Los dichos del presidente de Estados Unidos, ambiguos, por cierto, llegaron justo cuando Rusia mostraba su músculo anunciando pruebas de sistemas de lanzamiento estratégicos como el torpedo de largo alcance Poseidón, cuyo marketing anticipa un tsunami radioactivo, y el misil de crucero Burevestnik, capaz de portar ojivas nucleares. La declaración fue sugestiva por partida doble: llegó el 29 de octubre, apenas un día antes del encuentro de Trump con el líder chino Xi Jinping, habida cuenta de que el gigante asiático duplicó su arsenal en los últimos tiempos.
La perspectiva de Washington fue clara: Estados Unidos no podía quedar atrás ante semejante despliegue de sus adversarios estratégicos. Se necesitaba una puesta en escena de poder, un recordatorio de que todavía puede redefinir el tablero si así lo desea. Una suerte de MAGA nuclear.
Quienes interpretaron que Trump se refería a test explosivos como los más de dos mil realizados durante la Guerra Fría reaccionaron con enfática condena. Incluso dentro de Estados Unidos, las opiniones oscilaron entre la crítica y la acusación de imprudencia.
La contradicción era evidente: si el objetivo era alcanzar “paridad estratégica”, la referencia a pruebas nucleares tradicionales resultaba improcedente. Rusia y China lo hicieron notar, llamando a no romper la frágil estabilidad estratégica actual, y advirtieron sobre la espiral descendente que implicaría violar la moratoria.
El hecho es que hoy no existe necesidad técnica de realizar explosiones reales para mantener o desarrollar armas nucleares. Estados Unidos verifica la fiabilidad de su arsenal mediante el programa Stockpile Stewardship, simulaciones, supercomputación y modelos de inteligencia artificial.
Ante la alarma, el gobierno aclaró que no se hablaba de explosiones sino de pruebas menos riesgosas. No alcanzó para reducir el impacto. En un contexto de incertidumbre global, la palabra de un líder de primera magnitud puede tener tanto peso como un test nuclear real.
Una frase ambigua puede erosionar la arquitectura del Tratado de Prohibición Completa de Ensayos Nucleares (CTBT), de 1996, pilar de la seguridad global, aunque aún no ha entrado en vigor por falta de ratificación de Estados clave como Estados Unidos, China y Rusia.
La disuasión cambia de naturaleza: ya no es física, sino simbólica.

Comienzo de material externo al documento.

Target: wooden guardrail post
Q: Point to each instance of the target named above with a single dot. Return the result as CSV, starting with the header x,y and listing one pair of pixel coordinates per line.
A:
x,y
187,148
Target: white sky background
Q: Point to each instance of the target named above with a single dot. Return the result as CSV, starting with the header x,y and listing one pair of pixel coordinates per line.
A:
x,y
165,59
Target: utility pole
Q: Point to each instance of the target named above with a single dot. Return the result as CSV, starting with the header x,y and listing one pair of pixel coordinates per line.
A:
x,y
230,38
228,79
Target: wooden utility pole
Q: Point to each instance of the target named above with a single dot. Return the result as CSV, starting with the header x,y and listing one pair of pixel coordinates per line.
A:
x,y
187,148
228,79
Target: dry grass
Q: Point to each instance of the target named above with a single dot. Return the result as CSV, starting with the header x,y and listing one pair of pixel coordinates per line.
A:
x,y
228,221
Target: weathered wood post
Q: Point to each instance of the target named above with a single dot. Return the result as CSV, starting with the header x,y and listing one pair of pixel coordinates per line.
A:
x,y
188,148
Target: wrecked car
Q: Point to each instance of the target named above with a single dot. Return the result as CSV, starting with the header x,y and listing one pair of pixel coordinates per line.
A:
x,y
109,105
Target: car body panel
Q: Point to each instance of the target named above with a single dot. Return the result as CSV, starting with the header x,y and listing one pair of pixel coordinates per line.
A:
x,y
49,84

Se disputa quién controla el relato de la seguridad, más que cuántas ojivas posee cada potencia. El poder se vuelve dialéctico: decir que se puede, equivale a poder.
En ese contexto, el test nuclear reaparece como metáfora: un pulso retórico para medir obediencias. Las explosiones son discursivas; los cráteres, políticos.
El siglo XX ensayó con átomos; el XXI ensaya con algoritmos, imágenes —reales o falsas— y narrativas que moldean percepciones. La destrucción física cede paso a la confusión estratégica y a la erosión moral.
En un mundo donde la tecnología permite simular lo que antes requería detonar, y donde las palabras crean realidades, el desafío es ejercer el poder con responsabilidad antes de que los riesgos se vuelvan incontrolables.
Aun así, muchos seguimos creyendo que el poder puede ejercerse con sabiduría, si quienes lo detentan recuerdan que también habitan el mundo que ponen en riesgo. No es ingenuidad; es lucidez estratégica.
* Presidente de NPSGLOBAL. Experta en estrategia, geopolítica e IA.